I don’t consider myself a Zelda fan. Breath of the Wild is by far my favorite game in the franchise. I’ve never seen any of its quirks as “flaws” in the way that most other people do. The desolate landscapes aren’t “empty”, they’re intentionally sparse to sell a convincing sense of loneliness. The music isn’t lacking, it arrives precisely when it means to in order to make you appreciate its bombastic presence even more. Weapon degradation isn’t a burden or penalty, it’s a rule the game puts forward and enforces tabletop-style that encourages creativity. The Divine Beasts, while aesthetically tiring from all sharing the same visual style, are incredibly fun self-contained puzzles.
Tears of the Kingdom “fixes” all these “problems”.
By all logic, I shouldn’t like this game as much as I do. A sequel upending so much of what I love about the original seemingly just to appease a vocal subsection of the internet should be a recipe for personal disaster. And yet... I can’t help but love the masterful craftsmanship of Tears of the Kingdom. I don’t think I love it as much as its predecessor, but I may never know for sure. Who has the time to replay either game? I’ve done two and a half playthroughs of Breath of the Wild and looking back, I have no idea how. Love makes a person do crazy things. What I know for sure is that there’s a solid chance I’ll never return to this slightly-less post-apocalyptic version of Hyrule, and I’m okay with that. It took me more than one hundred hours over the course of several months, but I’ve done everything I want to do in the world and I’m content with leaving my time in it as a perfect memory, an emotional roller coaster I’ll never forget.

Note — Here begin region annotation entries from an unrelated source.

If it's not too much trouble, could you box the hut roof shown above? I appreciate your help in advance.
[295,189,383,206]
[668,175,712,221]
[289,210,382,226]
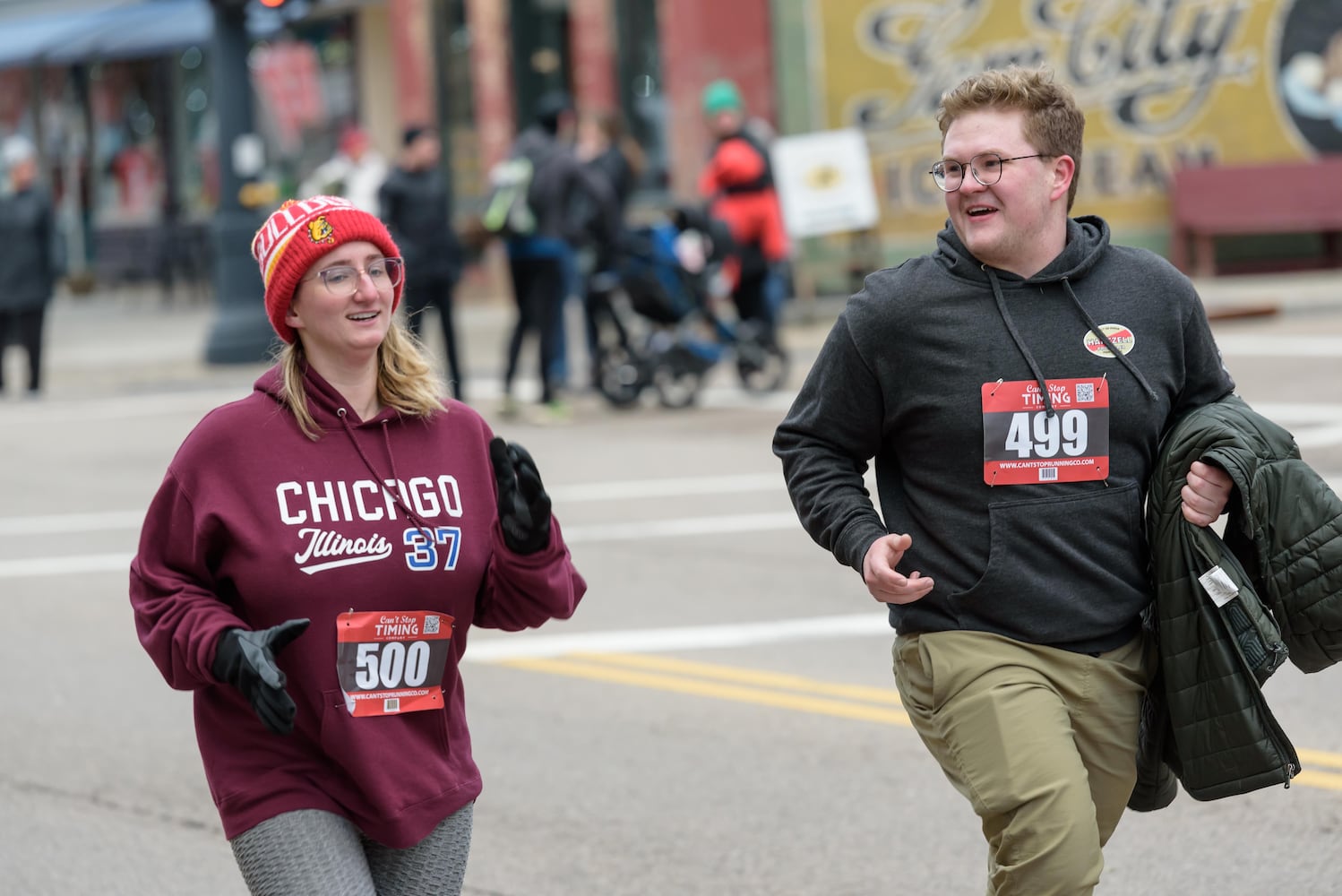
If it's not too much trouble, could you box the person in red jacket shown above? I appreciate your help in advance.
[130,196,587,896]
[699,79,792,337]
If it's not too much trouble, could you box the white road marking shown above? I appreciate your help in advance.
[464,609,894,663]
[1216,332,1342,358]
[0,513,801,578]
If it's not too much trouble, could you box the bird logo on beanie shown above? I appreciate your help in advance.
[307,215,336,243]
[251,196,402,342]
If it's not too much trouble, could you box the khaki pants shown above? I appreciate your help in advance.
[894,632,1156,896]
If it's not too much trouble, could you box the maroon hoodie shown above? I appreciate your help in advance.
[130,369,587,848]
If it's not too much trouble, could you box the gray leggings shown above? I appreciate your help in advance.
[229,804,474,896]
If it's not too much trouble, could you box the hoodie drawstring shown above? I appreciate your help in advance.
[336,408,434,542]
[983,264,1054,418]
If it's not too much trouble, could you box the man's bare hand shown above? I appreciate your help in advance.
[862,534,934,604]
[1180,460,1234,526]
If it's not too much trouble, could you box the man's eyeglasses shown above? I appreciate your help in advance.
[927,153,1054,194]
[302,257,405,297]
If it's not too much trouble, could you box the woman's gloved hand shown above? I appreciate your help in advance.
[490,436,550,554]
[211,620,310,734]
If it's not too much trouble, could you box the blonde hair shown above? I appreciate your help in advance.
[937,65,1086,212]
[277,319,444,442]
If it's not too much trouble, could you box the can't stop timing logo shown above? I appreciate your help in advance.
[1277,0,1342,153]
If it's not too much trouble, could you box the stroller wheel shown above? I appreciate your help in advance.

This game made me cry. Not tear up a little here or there, I mean cry as in tears streaming down my face for nearly a minute at a time, frequently. Very few pieces of media have ever done that to me. Off the top of my head, I can only recall my revisit to Pokémon: The First Movie as an adult and Final Fantasy VII Remake’s constant capitalizing on over two decades of nostalgia moving me in the same way. I suppose “nostalgia” is the key word there, despite the fact that, again, I am not a Zelda fan. That title, or lack thereof, is irrelevant. I know how important every little callback is. I know that I get goosebumps every time the soundtrack expertly weaves in a classic Zelda melody. I know that Princess Zelda’s transformation is one of the craziest moments in gaming history. I know that this game simultaneously exists as a monument to everything that people love about Zelda and completely turns the series on its head by introducing mechanics so open-ended that they occasionally make Breath of the Wild’s systems feel like relics of the past. Above all else though, I know the single most important thing about Tears of the Kingdom that elevates it above every other release of the year for me:
This game made me cry. And I loved every second.